Equality of outcome is intrinsically a socialist concept. The keyword here is equity. According to a recent article in The Kansas City Star “Experts say equity recognizes that each person has different circumstances and privileges, due to economic status, race, gender and other factors, and means that the appropriate resources and opportunities are allocated to reach an equal outcome.” (stress added) The motivating factors here are class, race, and gender, in essence, one’s intersectionality score.

Equity-based theories are the reason many students and young people no longer understand the evils inherent in collectivist theories and yet, according to The Star, the support or opposition to this indoctrination is the dividing line between the factions.

Not surprisingly, political candidates embracing these socialist theories (which the Star repeatedly implies are not being taught in K-12 schools– they are being taught) are referred to as “moderates” while those who embrace the traditional American model of equality of opportunity are referred to as “conservatives”.

Local results

Aside from the recent controversy in the Turner school district the controversies have had little impact in Wyandotte County. Neither Piper nor Kansas City, Kansas have indicated any problems. In Bonner, where an invigorated Republican Party ran Matthew Birzer and William Barajas, Jr., both candidates trailed the pack. However, Barajas attributed their defeat to residents’ familiarity and satisfaction with the current board, not ideology.

Johnson County is a different story. The northern east part of the county has become heavily Democrat with cities like Prairie Village and Mission becoming almost as ‘woke” as areas like Portland and San Francisco while farther east, Shawnee Mission seems to be bi-polar, electing a far-left school board while installing a predominately conservative city government.

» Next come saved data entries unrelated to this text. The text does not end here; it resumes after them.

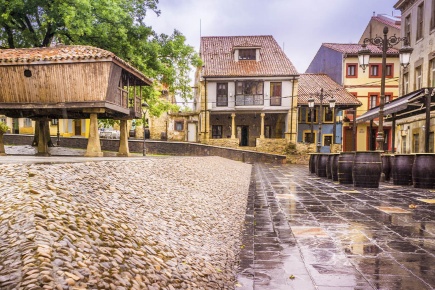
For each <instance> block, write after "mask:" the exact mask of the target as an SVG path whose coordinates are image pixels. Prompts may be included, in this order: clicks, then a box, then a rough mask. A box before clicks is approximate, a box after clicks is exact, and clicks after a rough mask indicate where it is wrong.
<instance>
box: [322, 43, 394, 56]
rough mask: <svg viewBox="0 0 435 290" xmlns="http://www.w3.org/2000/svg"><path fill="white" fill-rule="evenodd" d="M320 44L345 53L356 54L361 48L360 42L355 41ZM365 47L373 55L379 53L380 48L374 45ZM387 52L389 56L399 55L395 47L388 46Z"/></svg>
mask: <svg viewBox="0 0 435 290" xmlns="http://www.w3.org/2000/svg"><path fill="white" fill-rule="evenodd" d="M322 46H324V47H327V48H330V49H333V50H335V51H338V52H341V53H346V54H355V55H357V54H358V51H359V50H360V49H361V44H357V43H347V44H346V43H322ZM367 48H368V49H370V50H371V52H372V54H374V55H377V54H379V55H381V54H382V50H381V49H380V48H379V47H377V46H376V45H372V44H368V45H367ZM387 54H388V55H391V56H399V50H397V49H395V48H390V49H388V50H387Z"/></svg>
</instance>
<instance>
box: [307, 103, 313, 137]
mask: <svg viewBox="0 0 435 290" xmlns="http://www.w3.org/2000/svg"><path fill="white" fill-rule="evenodd" d="M308 107H309V108H310V119H311V134H310V143H313V141H314V140H313V139H314V138H313V119H314V113H313V108H314V99H313V98H309V99H308Z"/></svg>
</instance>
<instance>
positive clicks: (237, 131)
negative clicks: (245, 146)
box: [237, 126, 249, 146]
mask: <svg viewBox="0 0 435 290" xmlns="http://www.w3.org/2000/svg"><path fill="white" fill-rule="evenodd" d="M248 134H249V126H237V138H239V146H248V144H249V143H248V140H249V136H248Z"/></svg>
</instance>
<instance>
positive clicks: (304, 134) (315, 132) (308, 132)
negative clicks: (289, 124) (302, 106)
mask: <svg viewBox="0 0 435 290" xmlns="http://www.w3.org/2000/svg"><path fill="white" fill-rule="evenodd" d="M315 140H316V132H315V131H313V135H312V136H311V131H304V142H305V143H314V141H315Z"/></svg>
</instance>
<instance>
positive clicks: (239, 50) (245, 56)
mask: <svg viewBox="0 0 435 290" xmlns="http://www.w3.org/2000/svg"><path fill="white" fill-rule="evenodd" d="M239 60H257V49H256V48H239Z"/></svg>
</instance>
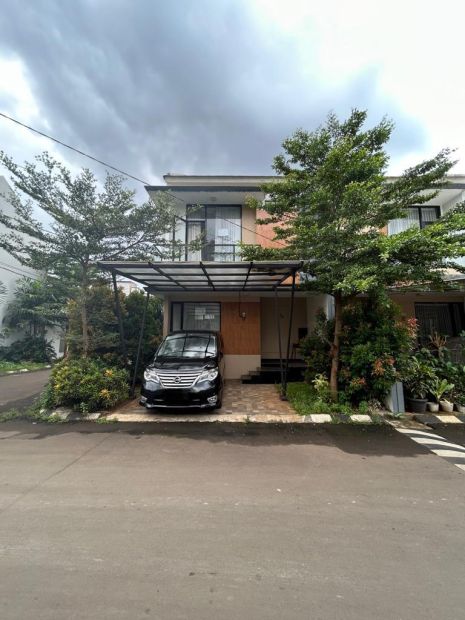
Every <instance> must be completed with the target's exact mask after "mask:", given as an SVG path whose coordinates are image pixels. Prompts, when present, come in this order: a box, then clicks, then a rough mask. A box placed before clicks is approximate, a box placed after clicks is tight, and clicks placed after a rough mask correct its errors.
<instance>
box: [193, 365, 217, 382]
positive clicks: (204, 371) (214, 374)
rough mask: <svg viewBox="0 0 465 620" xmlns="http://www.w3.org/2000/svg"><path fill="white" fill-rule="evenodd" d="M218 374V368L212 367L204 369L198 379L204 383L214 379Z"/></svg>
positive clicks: (200, 381) (198, 380)
mask: <svg viewBox="0 0 465 620" xmlns="http://www.w3.org/2000/svg"><path fill="white" fill-rule="evenodd" d="M217 376H218V368H210V369H209V370H204V371H203V372H202V373H201V374H200V375H199V378H198V379H197V383H202V381H214V380H215V379H216V377H217Z"/></svg>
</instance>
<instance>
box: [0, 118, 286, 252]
mask: <svg viewBox="0 0 465 620" xmlns="http://www.w3.org/2000/svg"><path fill="white" fill-rule="evenodd" d="M0 116H2V117H3V118H5V119H7V120H9V121H11V122H12V123H15V124H16V125H19V126H20V127H23V128H24V129H28V130H29V131H32V132H33V133H36V134H37V135H39V136H42V137H43V138H47V140H51V141H52V142H55V143H56V144H60V145H61V146H64V147H65V148H67V149H69V150H70V151H74V152H75V153H78V154H79V155H82V156H83V157H87V158H88V159H91V160H92V161H95V162H97V163H98V164H100V165H102V166H105V167H106V168H110V169H111V170H114V171H115V172H118V174H122V175H123V176H125V177H127V178H128V179H133V180H134V181H137V182H138V183H142V184H143V185H144V186H145V185H150V183H149V182H148V181H144V180H143V179H141V178H140V177H136V176H135V175H133V174H130V173H129V172H125V171H124V170H121V168H117V167H116V166H113V165H111V164H109V163H108V162H105V161H103V160H102V159H98V158H97V157H94V156H93V155H90V154H89V153H85V152H84V151H81V150H80V149H78V148H76V147H74V146H71V145H70V144H67V143H66V142H63V141H62V140H59V139H58V138H54V137H53V136H51V135H49V134H46V133H44V132H43V131H40V130H39V129H35V128H34V127H31V126H30V125H26V123H22V122H21V121H19V120H18V119H16V118H13V117H12V116H8V114H5V113H4V112H0ZM168 193H169V195H170V196H171V197H172V198H174V199H175V200H179V202H181V203H182V204H183V205H185V204H186V203H185V202H184V200H182V199H181V198H179V197H178V196H175V195H174V194H173V193H172V192H170V191H169V190H168ZM175 218H177V219H178V220H181V221H182V222H184V223H185V222H186V219H185V218H183V217H181V216H180V215H176V214H175ZM221 219H223V220H224V221H225V222H228V224H232V225H233V226H238V227H239V228H241V229H242V230H247V231H248V232H251V233H253V234H255V235H256V236H258V237H262V238H263V239H267V240H268V241H271V242H272V243H277V244H279V245H282V246H283V247H286V244H285V243H282V242H281V241H279V240H277V239H272V238H271V237H267V236H266V235H263V234H262V233H259V232H257V231H256V230H252V229H251V228H248V227H247V226H244V225H243V224H242V223H241V224H238V223H237V222H234V221H233V220H228V219H226V218H224V217H223V218H221Z"/></svg>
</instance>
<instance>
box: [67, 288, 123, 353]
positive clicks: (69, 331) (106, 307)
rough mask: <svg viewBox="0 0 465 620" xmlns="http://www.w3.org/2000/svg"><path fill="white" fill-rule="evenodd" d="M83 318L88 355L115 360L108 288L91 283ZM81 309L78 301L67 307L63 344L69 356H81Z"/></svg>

In the two areas most affected by the controversies, conservatives backed by the 1776 Project PAC appear to be dominating both Olathe and Blue Valley. Originally, in Olathe it appeared that conservatives had defeated the leftists with a clean sweep. However one race is too close to call and at last count, the leftist had inched ahead with last-minute mail-in ballots.

In Blue Valley, one conservative had dropped out and hence the initial count was two to one in favor of conservatives but there, also, a razor-thin margin of victory by Jim McMullen over Lindsay Weiss, a classic opportunity/equity battle, was also questionable.

Whether or not the movement to remove radical left-wing social experiments from the schools will gain any traction is not clear at this point. What is clear is that if it fails, the country and our local communities will be radically transformed by the next generation currently being indoctrinated.